The Thames at War...
...Saving London from the Blitz, from Pen and Sword
Title: The Thames at War
Author: Gustave Milne
Publisher: Pen and Sword Books
This new book from author Gustav Milne and publisher Pen & Sword Books proved to be even better than I expected, and I learnt a lot. I suspect that many who are interested in the history of WW2 will be well aware of the importance of the Thames during WW2, and how it became a marker for the pilots of the Luftwaffe during the Blitz. How many though will have heard of Sir Thomas Pierson Frank? I certainly hadn't.
Thomas Peirson Frank was the Chief Engineer for the London County Council throughout the war. He was clearly the right person in the right job at the right time. The book tells us the story of his organisation of the Department for Thames Flood Prevention, known more generally as simply Thames-Flood. The danger was that a high tide, coupled with damage to the river walls or bomb damage to tunnels beneath the Thames could lead to serious flooding of homes and, dangerously, the tube system where people were gathering for air raid shelters. Today we have the Thames Barrier for the same reason. During the war Thames-Flood had sandbags, timber and the debris from bomb damage to help rebuild the barriers against the water of the Thames. With 4 carefully selected sites along the course of the river, this tells us the story of what important work these crews undertook and the dangers they faced. I found it a fascinating story, based on archive records and 'boots on the ground' by research work along the river by the Thames Discovery Programme Group. The sections go on to cover the work of the Emergency Services, such as the Fire Service boats, ships which were lost as a direct result of enemy action, and those which were involved in the Dunkirk evacuation. The bridges across the Thames had to be protected/repaired and even Emergency Bridges were built, which I had not heard about before. Some Thames Lightermen even helped crew specialist vessels during the D-Day operations in June 1944.
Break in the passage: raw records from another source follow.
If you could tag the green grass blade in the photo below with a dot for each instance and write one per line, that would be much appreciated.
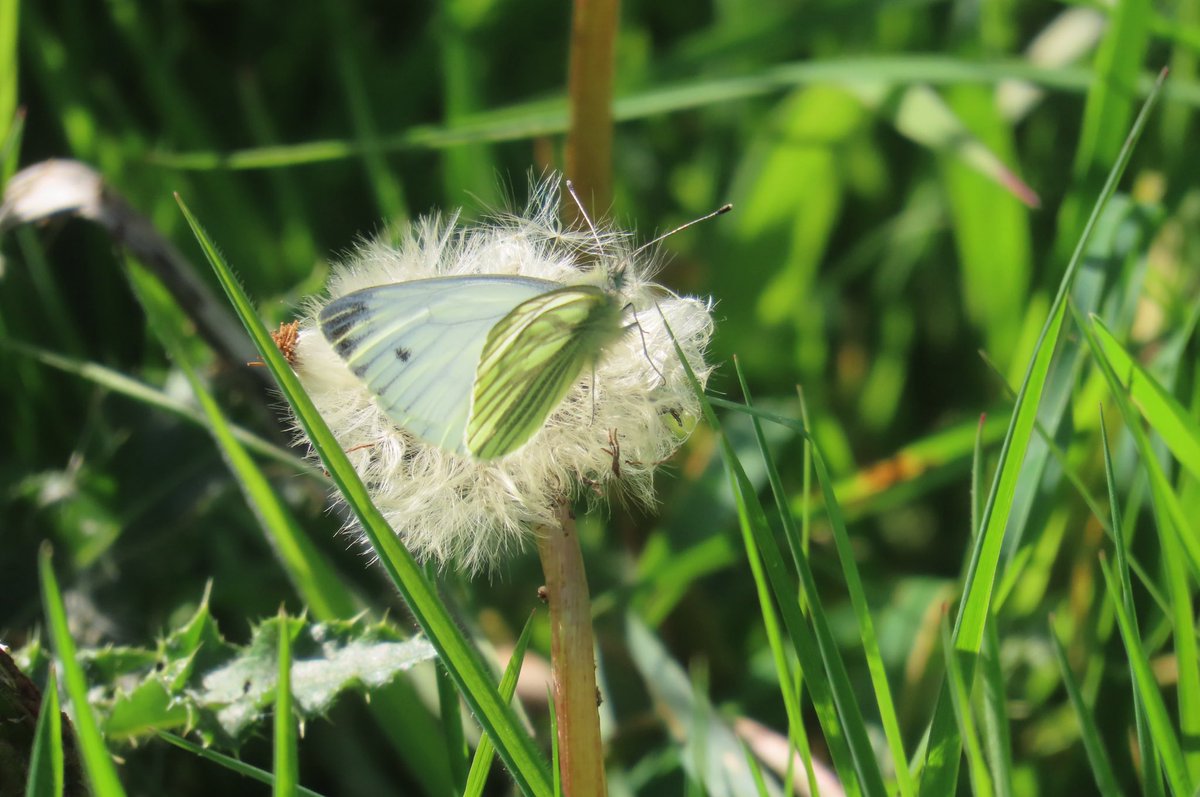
(1102, 767)
(1181, 551)
(996, 721)
(415, 739)
(816, 648)
(10, 25)
(1169, 514)
(460, 658)
(96, 760)
(313, 579)
(1151, 777)
(450, 714)
(229, 762)
(286, 763)
(46, 777)
(960, 699)
(790, 685)
(531, 120)
(1167, 743)
(483, 761)
(853, 586)
(1179, 430)
(942, 755)
(151, 396)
During the war the work of Thames Flood was kept quiet, not only so Londoners didn't get over-frightened but so we didn't give the Luftwaffe any idea of what even more serious damage they might have done. I learnt a lot about the Blitz on London which I hadn't considered before. My one wish is that I could have had this book just three years ago so I could have shared it with my mother before she passed away at the age of 101, and who had lived and worked in London throughout the war. Definitely recommended.
Thanks to Pen & Sword for our review copy.